What is currency trading? Well, at its simplest it is exchanging one currency for another, just as you might do when going on vacation to another country. You trade your own currency for the currency of the country you are visiting.

Forex trading however is currency trading of a whole other order. Traders are constantly exchanging currencies for one another in order to make a profit on the constantly changing exchange rates of global currencies.

Forex trading is something like trading in stocks. Professional stock traders will tend to buy and sell stocks in a very short time, taking advantage of small fluctuations in price rather than buying and holding stocks as the average personal investor would do.

How Does Currency Trading Work?

To explain how money is made in Forex trading, let's see an example.

Let's say the current rate on the British pound to euro forex market is this: GBP/EUR 1.1200. That means that to buy one British pound you will need 1.12 euros. If you believed that the value of the euro was going to rise compared to the value of the pound, you might sell 100,000 pounds, buy 100,000 euros, and wait. Then let's say a few days later, the exchange rate has moved to: GBP/EUR 1.0600. Sure enough, the pound is now worth only 1.06 euros. Now if you sell your euros and buy back 100,000 pounds, you will have made a profit of 6% of your investment, less any fees.

This sounds like a huge amount of money. Who has 100,000 pounds or even dollars lying around in the bank to trade with?
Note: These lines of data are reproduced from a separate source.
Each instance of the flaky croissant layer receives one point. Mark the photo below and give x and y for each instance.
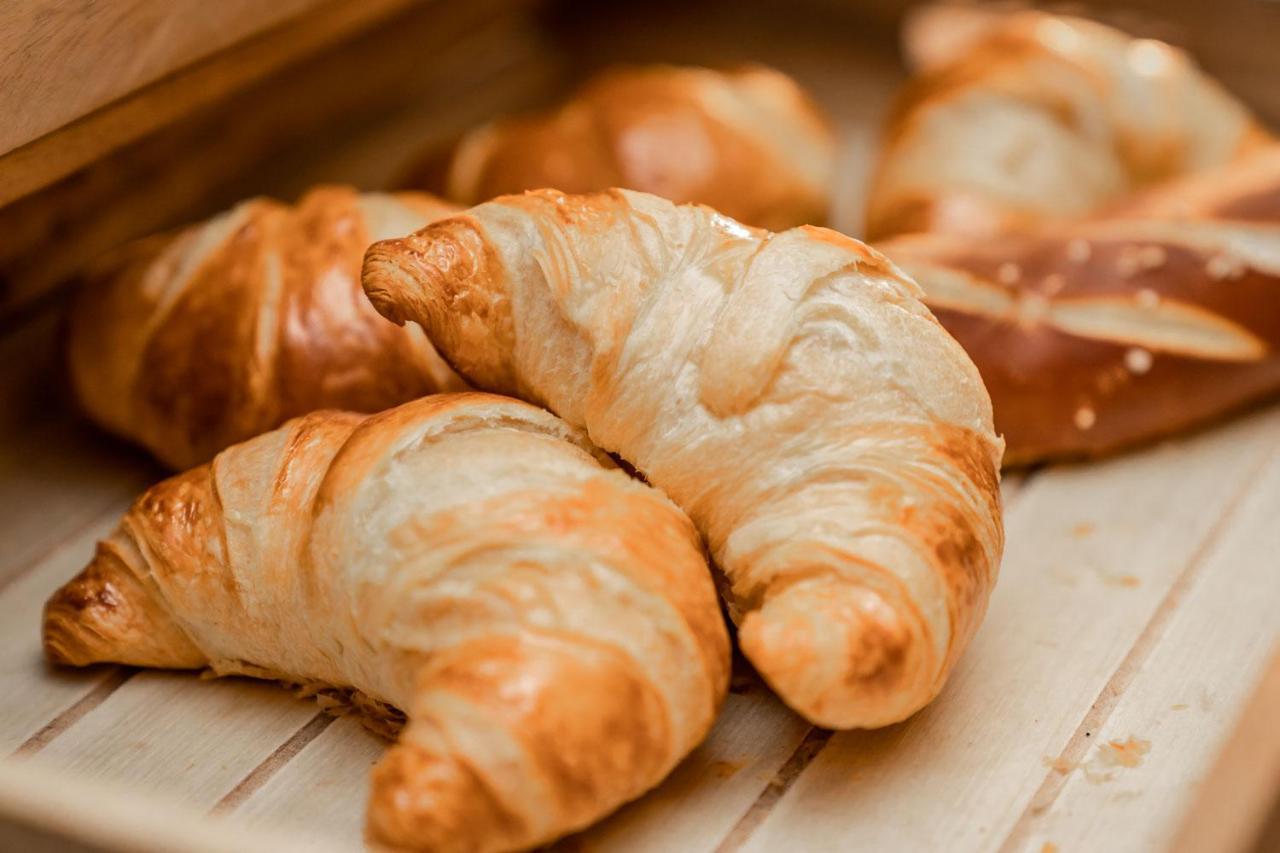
(548, 625)
(1129, 290)
(191, 341)
(789, 391)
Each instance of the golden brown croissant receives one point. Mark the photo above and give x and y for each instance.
(1043, 117)
(789, 391)
(191, 341)
(748, 142)
(548, 626)
(1096, 332)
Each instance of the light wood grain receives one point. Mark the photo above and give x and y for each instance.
(32, 693)
(42, 810)
(60, 60)
(1183, 702)
(1230, 808)
(54, 155)
(1063, 619)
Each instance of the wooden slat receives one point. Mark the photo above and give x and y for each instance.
(51, 156)
(1230, 807)
(1182, 703)
(31, 693)
(1092, 553)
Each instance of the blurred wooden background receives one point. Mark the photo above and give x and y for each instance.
(123, 118)
(135, 117)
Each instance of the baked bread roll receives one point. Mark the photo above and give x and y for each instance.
(748, 142)
(1033, 118)
(549, 626)
(1092, 329)
(789, 391)
(1109, 332)
(191, 341)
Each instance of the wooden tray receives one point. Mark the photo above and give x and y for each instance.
(1120, 665)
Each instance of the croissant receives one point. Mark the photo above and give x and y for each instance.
(192, 341)
(1037, 118)
(548, 625)
(1092, 331)
(748, 142)
(789, 391)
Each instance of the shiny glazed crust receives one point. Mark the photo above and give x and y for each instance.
(191, 341)
(748, 142)
(548, 625)
(1110, 256)
(789, 391)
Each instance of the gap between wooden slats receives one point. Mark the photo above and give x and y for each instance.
(1180, 697)
(1092, 553)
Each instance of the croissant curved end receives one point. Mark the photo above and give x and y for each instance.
(105, 615)
(841, 655)
(434, 802)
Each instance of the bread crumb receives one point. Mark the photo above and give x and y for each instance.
(1138, 360)
(1128, 582)
(1054, 283)
(1124, 753)
(1060, 765)
(1224, 267)
(1078, 251)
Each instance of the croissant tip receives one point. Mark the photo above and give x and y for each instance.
(886, 671)
(382, 276)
Not me, and I guess not you either. But fortunately, you do not have to have all that money for real. You are buying and selling at the same time, so all you need to have is enough to cover any loss that might be made before you could exit the market, if your prediction was wrong and the currency that you bought started to fall. Your broker loans you the rest.
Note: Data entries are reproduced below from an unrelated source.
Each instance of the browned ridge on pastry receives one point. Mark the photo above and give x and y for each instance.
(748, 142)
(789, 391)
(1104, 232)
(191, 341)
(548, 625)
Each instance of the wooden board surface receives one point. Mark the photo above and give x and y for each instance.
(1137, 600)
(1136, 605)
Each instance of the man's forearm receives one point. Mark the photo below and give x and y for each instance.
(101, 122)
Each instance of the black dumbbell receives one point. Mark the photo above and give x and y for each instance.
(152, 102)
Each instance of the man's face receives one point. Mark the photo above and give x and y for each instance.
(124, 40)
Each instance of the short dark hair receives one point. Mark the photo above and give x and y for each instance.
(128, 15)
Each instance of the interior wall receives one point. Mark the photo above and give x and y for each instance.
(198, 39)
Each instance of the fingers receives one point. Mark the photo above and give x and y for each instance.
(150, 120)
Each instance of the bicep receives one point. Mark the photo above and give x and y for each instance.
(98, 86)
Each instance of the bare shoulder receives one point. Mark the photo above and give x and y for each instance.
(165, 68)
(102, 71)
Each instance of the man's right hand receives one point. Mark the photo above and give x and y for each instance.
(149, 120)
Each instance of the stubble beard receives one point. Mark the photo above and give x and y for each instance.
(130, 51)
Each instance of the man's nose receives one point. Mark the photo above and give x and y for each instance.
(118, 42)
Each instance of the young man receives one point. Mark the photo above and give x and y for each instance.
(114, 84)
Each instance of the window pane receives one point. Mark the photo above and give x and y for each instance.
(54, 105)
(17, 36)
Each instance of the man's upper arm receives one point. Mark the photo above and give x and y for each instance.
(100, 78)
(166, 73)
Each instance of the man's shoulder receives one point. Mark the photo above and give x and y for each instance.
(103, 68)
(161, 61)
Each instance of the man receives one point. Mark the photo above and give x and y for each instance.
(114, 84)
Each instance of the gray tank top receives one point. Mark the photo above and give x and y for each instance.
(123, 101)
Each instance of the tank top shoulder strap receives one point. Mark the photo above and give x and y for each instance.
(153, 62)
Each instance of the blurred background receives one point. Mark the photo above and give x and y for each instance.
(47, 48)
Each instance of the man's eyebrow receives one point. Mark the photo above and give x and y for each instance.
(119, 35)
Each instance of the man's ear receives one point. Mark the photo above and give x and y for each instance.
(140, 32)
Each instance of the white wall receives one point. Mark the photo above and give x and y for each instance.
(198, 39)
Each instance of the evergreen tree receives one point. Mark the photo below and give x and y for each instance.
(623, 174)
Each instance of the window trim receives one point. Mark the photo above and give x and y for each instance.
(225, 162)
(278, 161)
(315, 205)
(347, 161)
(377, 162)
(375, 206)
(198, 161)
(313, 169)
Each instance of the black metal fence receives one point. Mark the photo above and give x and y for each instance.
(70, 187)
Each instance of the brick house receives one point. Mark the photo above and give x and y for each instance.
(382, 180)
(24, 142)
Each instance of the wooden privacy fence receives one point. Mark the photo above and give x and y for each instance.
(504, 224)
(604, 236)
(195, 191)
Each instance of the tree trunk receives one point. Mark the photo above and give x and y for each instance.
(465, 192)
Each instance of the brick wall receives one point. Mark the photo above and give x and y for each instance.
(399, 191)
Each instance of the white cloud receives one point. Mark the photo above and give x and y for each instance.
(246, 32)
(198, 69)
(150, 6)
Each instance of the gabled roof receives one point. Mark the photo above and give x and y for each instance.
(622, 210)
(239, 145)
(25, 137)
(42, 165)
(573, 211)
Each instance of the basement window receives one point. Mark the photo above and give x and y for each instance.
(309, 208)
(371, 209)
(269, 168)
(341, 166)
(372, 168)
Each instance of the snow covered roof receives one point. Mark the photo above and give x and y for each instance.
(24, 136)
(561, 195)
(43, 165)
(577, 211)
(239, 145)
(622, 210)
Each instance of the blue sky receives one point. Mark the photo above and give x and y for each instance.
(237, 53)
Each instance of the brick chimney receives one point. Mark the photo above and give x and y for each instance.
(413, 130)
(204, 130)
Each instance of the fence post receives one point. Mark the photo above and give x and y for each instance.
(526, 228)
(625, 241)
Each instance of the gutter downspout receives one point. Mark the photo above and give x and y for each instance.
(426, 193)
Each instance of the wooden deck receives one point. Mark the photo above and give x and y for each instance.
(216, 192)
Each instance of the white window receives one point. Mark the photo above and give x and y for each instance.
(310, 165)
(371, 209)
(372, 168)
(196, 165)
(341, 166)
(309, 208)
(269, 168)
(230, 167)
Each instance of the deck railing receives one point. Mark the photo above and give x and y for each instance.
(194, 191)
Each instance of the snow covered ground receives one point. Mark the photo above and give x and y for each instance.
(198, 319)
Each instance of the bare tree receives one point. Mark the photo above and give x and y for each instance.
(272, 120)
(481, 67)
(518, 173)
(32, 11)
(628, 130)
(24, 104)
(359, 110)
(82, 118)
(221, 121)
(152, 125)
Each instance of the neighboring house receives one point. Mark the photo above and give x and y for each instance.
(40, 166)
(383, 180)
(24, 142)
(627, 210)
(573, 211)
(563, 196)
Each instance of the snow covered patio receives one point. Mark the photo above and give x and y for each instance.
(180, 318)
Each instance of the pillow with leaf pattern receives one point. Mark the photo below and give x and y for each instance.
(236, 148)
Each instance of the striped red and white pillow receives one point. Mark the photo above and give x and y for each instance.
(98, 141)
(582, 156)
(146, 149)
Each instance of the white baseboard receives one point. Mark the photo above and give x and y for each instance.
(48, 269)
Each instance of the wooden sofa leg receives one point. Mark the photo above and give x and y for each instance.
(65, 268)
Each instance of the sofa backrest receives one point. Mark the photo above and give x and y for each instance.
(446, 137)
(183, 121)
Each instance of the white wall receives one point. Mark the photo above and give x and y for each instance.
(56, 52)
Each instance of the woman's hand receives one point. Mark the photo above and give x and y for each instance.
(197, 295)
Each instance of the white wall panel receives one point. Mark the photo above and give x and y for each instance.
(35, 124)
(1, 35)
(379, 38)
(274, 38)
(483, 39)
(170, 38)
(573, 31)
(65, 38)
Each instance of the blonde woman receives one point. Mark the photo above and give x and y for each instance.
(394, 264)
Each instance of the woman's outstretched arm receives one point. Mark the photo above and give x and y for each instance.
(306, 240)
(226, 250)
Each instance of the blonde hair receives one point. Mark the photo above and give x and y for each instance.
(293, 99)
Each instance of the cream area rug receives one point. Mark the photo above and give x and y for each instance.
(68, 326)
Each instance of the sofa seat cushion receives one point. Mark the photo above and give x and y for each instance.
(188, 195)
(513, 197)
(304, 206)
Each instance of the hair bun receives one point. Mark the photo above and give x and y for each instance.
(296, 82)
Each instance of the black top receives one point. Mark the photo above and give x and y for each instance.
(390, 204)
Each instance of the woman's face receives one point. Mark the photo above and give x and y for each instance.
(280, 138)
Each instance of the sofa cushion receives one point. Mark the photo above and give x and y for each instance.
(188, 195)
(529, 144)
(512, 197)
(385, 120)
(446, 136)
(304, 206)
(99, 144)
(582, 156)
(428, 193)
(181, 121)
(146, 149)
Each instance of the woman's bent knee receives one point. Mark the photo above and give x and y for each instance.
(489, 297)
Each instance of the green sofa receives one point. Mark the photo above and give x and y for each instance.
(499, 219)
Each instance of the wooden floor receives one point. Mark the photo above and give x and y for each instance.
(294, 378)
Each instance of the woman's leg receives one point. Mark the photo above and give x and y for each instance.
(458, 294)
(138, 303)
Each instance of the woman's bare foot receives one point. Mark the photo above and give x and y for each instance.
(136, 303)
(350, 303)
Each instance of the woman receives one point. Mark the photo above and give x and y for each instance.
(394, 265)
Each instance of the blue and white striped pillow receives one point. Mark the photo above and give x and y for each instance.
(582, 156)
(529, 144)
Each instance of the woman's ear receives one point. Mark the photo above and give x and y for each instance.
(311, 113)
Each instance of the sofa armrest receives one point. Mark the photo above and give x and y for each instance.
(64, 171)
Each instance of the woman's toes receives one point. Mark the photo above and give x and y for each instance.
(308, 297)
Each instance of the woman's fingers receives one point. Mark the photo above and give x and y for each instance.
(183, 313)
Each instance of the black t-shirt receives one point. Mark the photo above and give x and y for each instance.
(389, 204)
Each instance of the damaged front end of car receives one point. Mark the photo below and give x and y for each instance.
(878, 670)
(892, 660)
This amount of money is called your trading margin. You need to keep this in your Forex brokerage account and it is generally around 1-2% of the value of a trade. For example, for that $100,000 trade, you'd need to have a trading margin of $1,000-$2,000

Forex trades are usually made in the form of "lots", which are usually $10,000. So if you wanted to trade $30,000, this would be three lots and so on.

There are now limited risk accounts, where you can only risk the amount of cash you have on account with the broker, thus avoiding margin calls. This is done by allowing smaller players to trade forex using 'mini lots' or fractions of a lot. So you can trade $1,000 by trading 0.10 of a lot. This reduces risk but may cost more to trade.

The number of people getting into currency trading increases every day. Forex can be more profitable than stock trading. Even if you really know nothing about the currency market, you can set up a Forex robot. This is software which makes trades for you based on your settings. Keep in mind that there is risk involved in Forex trading, just as there is in any kind of investment. Knowing what is currency trading can help you to make the decision of whether currency trading is the right kind of investment for you.